Bei Kratzers Namen denken viele schnell und sehr an Wagner-Opern, denn er hat 2019 bei den Bayreuther Festspielen mit einem fantasievollen „Tannhäuser“ viele Punkte in der Branche gemacht. Sich beim Repertoire schubladisieren lassen will er sich aber deswegen nicht. Den eigenen Regie-Anspruch beschreiben? „Ich versuche, dem Erfahrungspotenzial eines Stücks den bestmöglichen Raum zu geben, und mag es, wenn eine Inszenierung auf mehreren Ebenen zugänglich ist.“ Seine Maxime für die Festanstellung: „Ich möchte, dass das Haus eine hohe Qualität und eine große Strahlkraft hat und an der Zukunft der Gattung Oper mitarbeitet.“

„Ich stehe diesem Prozess total offen gegenüber"

Das Thema Generalmusikdirektor sei noch in Arbeit, bestätigt Kratzer. Favoriten? Ja, sicher. Wie viele? Tja. Hätte sich Nagano fürs Weiterbleiben entschieden, wäre das für ihn kein K.O-Argument gewesen, betont Kratzer. Große Einigung mit den Philharmonikern über das weitere Vorgehen? Ja, sicher. Von heute aus gesehen ist der 350. Geburtstag der Hamburger Oper, zurückgerechnet auf die barocke Gänsemarkt-Oper, noch viel Zukunftsmusik. Aber Kratzer will diese historischen Aspekt zur Feier des Jubiläums energisch durchbluten. Den Sommer über habe er schon mal diverse Telemann-Opern gewälzt.

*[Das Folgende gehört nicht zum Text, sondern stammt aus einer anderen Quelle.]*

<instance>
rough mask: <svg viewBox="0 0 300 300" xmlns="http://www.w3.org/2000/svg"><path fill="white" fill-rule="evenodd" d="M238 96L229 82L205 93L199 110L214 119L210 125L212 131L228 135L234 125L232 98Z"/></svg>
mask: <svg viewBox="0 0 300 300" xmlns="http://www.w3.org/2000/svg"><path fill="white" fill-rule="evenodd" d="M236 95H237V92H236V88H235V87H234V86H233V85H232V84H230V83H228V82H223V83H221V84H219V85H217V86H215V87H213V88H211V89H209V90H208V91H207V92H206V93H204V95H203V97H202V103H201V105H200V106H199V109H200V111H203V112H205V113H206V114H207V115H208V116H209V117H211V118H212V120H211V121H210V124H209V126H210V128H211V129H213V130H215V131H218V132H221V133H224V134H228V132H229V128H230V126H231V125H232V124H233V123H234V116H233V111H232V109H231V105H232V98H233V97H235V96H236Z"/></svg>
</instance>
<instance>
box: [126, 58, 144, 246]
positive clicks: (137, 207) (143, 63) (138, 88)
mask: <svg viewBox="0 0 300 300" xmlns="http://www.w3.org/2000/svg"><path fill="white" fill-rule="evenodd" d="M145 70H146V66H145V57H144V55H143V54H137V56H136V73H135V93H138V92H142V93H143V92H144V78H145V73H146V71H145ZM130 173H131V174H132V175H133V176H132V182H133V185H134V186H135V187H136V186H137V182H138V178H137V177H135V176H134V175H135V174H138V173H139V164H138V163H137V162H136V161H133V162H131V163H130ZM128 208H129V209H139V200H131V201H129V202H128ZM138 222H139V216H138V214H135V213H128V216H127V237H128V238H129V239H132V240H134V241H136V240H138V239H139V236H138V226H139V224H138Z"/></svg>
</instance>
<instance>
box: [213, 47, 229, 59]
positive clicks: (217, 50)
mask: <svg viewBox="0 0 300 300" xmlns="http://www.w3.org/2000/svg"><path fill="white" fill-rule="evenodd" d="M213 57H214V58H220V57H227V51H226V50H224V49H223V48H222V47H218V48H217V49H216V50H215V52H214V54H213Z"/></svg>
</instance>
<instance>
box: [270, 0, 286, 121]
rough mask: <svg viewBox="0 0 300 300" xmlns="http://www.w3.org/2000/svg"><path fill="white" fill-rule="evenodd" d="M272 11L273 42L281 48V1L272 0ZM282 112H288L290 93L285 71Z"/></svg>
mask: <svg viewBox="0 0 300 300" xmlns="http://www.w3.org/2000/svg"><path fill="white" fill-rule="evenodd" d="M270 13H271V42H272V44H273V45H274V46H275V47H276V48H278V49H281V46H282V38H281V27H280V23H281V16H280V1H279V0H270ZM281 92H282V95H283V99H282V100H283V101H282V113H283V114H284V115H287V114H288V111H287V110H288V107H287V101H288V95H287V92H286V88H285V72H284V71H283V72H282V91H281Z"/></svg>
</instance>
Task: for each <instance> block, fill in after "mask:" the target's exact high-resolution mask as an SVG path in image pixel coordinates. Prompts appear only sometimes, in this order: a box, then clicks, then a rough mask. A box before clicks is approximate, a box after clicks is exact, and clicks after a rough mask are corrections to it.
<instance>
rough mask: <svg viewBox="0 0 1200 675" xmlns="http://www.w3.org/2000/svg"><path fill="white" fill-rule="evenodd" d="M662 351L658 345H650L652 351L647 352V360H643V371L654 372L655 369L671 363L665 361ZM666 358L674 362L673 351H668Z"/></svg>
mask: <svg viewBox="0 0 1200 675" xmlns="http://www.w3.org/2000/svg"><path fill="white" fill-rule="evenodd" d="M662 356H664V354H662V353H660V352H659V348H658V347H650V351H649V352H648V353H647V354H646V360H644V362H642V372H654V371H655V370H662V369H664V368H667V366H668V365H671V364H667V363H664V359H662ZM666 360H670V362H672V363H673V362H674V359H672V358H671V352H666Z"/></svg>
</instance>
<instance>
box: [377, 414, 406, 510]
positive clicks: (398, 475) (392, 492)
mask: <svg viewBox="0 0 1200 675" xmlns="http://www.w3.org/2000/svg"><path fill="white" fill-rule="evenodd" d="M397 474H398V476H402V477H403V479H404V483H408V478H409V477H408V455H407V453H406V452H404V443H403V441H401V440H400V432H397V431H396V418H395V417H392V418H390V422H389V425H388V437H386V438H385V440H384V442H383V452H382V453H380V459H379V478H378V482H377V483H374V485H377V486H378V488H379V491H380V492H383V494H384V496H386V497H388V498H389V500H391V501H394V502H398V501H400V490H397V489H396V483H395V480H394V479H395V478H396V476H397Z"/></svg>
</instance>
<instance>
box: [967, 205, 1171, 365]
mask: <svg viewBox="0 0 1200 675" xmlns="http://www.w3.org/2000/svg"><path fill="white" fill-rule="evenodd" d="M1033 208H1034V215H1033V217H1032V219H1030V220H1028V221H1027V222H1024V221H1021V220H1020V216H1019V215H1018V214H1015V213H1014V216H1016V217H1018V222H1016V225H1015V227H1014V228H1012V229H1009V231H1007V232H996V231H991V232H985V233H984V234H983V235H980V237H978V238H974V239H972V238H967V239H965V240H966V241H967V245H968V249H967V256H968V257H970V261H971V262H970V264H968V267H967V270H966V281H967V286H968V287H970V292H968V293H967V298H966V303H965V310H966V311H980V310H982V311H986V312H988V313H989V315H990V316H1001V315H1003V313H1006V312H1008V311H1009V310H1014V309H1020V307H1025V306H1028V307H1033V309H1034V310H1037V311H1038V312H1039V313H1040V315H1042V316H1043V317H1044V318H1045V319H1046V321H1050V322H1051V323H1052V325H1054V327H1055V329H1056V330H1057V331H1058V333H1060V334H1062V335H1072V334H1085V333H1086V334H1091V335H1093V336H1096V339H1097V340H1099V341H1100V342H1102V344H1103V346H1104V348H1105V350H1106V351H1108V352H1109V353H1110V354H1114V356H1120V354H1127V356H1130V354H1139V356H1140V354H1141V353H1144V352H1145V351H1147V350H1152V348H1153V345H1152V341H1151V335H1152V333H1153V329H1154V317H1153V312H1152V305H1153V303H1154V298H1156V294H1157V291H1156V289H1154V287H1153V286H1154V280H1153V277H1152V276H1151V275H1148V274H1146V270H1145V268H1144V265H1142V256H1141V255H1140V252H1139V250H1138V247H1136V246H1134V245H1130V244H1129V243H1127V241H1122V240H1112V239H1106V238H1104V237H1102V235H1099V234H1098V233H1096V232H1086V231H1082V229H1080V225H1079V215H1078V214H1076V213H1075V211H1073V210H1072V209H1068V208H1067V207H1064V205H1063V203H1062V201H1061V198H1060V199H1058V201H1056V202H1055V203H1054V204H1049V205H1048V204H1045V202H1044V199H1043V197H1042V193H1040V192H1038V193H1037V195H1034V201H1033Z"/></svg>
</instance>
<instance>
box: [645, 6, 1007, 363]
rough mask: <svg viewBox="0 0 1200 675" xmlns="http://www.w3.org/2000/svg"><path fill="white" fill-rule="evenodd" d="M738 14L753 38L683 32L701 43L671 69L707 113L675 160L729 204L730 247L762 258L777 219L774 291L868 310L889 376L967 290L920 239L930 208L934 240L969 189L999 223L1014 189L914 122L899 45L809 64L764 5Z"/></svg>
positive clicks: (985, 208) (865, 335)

Ginge es nach Kultur-Mäzen Klaus Michael Kühne, würde Kratzer flott einen neu zu bauenden Arbeitsplatz bekommen sollen. Diese Debatte sei Thema bei den Verlobungsgesprächen für den Job gewesen. Aber keine Bedingung, weder in die eine noch die andere Richtung. „Ich stehe diesem Prozess total offen gegenüber und werde mir dazu eine Meinung bilden. Der Inhalt ist der Immobilie vorgelagert.“

Staatsoper Hamburg: Tobias Kratzer ab 2025 im Amt

Nach der Stifter-Lounge-Show ist schon wieder vor der Show. Tobias Kratzer muss später am Tag mit dem Künstlerischen Betriebsbüro an der Dammtorstraße weitere Ideen anbrüten. In seiner Arbeits-Welt galoppiert 2025 jetzt mit Macht heran.